The group figures out that the creature is venomous. They also theorize that global warming is to blame. Now they have Al Gore’s attention, but that means little if they can’t get off the lake alive. Their best efforts are hampered by the creature. It manages to wipe out all but two of them by the end. Unfortunately, the final survivors actually make it out alive by employing the lamest strategy ever attempted in a monster movie. They actually guilt the creature into letting them go by making a weepy speech about human rights, animal rights and the fact that they never would have come to the lake if they realized it was inhabited by a monster that would eat them. That’s right, folks — they get all Dr. Phil on the beast.

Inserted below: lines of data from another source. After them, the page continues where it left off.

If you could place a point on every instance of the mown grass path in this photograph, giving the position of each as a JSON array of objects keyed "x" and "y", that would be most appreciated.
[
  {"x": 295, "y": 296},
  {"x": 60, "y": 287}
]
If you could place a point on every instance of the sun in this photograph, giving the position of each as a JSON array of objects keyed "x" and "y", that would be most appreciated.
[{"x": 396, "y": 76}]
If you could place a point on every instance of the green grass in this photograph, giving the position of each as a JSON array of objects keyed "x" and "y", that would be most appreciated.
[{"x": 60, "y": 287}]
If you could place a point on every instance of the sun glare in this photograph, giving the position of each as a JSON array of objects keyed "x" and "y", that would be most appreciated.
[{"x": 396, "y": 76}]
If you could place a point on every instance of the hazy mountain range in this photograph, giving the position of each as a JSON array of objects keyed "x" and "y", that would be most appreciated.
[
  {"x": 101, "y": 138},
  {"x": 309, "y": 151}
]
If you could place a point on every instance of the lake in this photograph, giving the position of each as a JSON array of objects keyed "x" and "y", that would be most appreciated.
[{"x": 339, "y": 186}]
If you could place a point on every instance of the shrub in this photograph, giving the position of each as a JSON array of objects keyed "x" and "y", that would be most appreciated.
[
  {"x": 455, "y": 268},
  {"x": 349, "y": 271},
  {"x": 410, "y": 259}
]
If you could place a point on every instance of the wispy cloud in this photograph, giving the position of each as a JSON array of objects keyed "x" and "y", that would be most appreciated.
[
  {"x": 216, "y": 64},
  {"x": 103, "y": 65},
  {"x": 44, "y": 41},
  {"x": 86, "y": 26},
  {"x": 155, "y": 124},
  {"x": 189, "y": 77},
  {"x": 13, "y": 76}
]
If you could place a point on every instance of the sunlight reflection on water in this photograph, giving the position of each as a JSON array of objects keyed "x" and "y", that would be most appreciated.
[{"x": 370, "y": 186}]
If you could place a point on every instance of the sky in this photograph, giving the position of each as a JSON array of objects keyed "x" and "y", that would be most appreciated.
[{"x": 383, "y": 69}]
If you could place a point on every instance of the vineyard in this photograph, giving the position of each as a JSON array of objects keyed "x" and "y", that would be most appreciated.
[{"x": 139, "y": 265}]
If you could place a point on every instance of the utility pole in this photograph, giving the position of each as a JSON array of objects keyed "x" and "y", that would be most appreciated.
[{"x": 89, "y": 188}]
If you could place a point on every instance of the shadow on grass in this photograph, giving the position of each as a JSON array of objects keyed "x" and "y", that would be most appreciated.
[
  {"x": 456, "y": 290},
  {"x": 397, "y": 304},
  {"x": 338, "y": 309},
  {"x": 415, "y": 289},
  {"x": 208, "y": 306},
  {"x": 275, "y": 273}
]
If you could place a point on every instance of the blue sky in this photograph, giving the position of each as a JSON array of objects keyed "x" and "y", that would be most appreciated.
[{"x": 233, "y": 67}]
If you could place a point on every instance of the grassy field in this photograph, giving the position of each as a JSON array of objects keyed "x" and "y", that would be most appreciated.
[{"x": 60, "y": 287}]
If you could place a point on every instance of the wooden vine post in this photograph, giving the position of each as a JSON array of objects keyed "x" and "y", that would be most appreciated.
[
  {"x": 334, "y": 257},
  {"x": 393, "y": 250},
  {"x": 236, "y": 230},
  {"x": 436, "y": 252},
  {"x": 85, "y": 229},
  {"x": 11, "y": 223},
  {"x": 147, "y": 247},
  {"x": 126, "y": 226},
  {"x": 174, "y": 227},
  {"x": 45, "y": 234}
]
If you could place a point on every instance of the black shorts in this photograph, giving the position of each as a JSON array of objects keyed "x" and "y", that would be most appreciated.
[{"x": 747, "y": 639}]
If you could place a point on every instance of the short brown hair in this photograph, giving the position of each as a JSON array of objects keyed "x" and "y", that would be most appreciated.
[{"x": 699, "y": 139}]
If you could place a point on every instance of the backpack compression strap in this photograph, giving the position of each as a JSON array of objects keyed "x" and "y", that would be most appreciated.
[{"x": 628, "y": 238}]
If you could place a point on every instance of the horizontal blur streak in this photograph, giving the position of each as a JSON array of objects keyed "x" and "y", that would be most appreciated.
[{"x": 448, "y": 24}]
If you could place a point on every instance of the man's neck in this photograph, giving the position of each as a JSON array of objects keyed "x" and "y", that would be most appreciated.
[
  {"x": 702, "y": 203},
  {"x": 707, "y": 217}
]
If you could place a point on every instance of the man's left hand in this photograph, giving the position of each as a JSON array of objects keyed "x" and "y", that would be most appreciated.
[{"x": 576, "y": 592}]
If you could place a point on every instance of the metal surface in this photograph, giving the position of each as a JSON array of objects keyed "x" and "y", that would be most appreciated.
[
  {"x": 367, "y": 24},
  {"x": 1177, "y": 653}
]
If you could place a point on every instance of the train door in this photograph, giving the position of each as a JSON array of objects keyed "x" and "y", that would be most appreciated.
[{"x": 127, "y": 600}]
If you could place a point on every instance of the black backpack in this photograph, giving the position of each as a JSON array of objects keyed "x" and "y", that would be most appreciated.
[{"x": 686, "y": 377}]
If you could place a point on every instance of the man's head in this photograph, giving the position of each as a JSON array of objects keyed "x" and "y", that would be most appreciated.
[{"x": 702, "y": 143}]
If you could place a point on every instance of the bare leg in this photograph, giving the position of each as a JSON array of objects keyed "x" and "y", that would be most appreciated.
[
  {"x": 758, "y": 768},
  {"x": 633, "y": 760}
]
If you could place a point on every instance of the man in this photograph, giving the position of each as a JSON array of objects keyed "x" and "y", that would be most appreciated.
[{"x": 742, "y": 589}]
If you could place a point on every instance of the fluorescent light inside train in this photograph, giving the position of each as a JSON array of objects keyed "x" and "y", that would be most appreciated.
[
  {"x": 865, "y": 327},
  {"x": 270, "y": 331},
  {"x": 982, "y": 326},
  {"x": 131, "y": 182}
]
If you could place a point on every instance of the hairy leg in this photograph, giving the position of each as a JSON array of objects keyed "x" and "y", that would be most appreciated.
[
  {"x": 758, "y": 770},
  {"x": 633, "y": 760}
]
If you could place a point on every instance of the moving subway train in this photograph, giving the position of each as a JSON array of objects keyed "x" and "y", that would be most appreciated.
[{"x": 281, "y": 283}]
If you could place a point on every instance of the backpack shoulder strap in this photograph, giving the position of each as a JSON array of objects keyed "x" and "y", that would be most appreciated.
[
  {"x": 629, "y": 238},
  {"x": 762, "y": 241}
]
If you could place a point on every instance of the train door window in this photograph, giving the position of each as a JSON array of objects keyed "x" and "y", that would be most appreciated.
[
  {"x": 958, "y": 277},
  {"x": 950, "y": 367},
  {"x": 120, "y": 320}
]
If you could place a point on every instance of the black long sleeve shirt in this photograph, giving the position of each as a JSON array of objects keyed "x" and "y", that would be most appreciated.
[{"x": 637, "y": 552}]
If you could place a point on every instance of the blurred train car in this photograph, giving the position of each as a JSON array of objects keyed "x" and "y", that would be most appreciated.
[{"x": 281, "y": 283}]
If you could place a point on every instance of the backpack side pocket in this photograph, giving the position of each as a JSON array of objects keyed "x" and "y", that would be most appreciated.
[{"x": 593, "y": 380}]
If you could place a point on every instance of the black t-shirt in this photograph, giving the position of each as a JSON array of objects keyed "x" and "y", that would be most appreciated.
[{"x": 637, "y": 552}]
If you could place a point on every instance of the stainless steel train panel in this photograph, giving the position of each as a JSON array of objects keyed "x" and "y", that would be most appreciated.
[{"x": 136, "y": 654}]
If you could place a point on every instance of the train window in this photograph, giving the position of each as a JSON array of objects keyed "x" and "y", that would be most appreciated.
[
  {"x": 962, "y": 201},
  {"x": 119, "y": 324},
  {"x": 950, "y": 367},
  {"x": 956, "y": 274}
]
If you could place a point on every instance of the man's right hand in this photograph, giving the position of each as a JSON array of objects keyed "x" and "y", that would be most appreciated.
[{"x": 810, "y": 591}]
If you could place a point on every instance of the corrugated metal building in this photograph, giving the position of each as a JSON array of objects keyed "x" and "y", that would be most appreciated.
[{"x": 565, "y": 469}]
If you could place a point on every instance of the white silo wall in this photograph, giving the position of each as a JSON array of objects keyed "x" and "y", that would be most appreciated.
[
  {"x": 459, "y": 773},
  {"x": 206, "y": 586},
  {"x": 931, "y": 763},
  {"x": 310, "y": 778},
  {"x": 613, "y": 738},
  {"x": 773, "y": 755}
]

Despite the dang awful finale, I liked this a lot. The creature is kept in the shadows mostly, and that adds to the mystique. The gore effects are pretty good too and include the aftermath of a guy being ripped apart at the trunk. The frozen lake setting is bizarre enough to keep you on the ropes, though the creature appears to pop out of the ice at will.
Being an independent film, it lacks a commercial soundtrack of recognizable pop tunes, and that is a good thing. Dead quiet is what fishermen want, no matter what the terrain, and it comes off as realistic. The film also benefits from a starring turn by Michael Rooker as the dad. He is a fine actor who is almost always cast as a villain (probably because his first lead role was in “Henry: Portrait of a Serial Killer”). He is quite good here as an everyday factory worker who loves to fish and is totally out of his element when the fish strike back.
“I’m not leaving here until something is dead.”
“Steve was right about one thing: legs . That thing has got legs, and I’m going to slice them off. Then I am going to fry them up and then I am going to eat them.”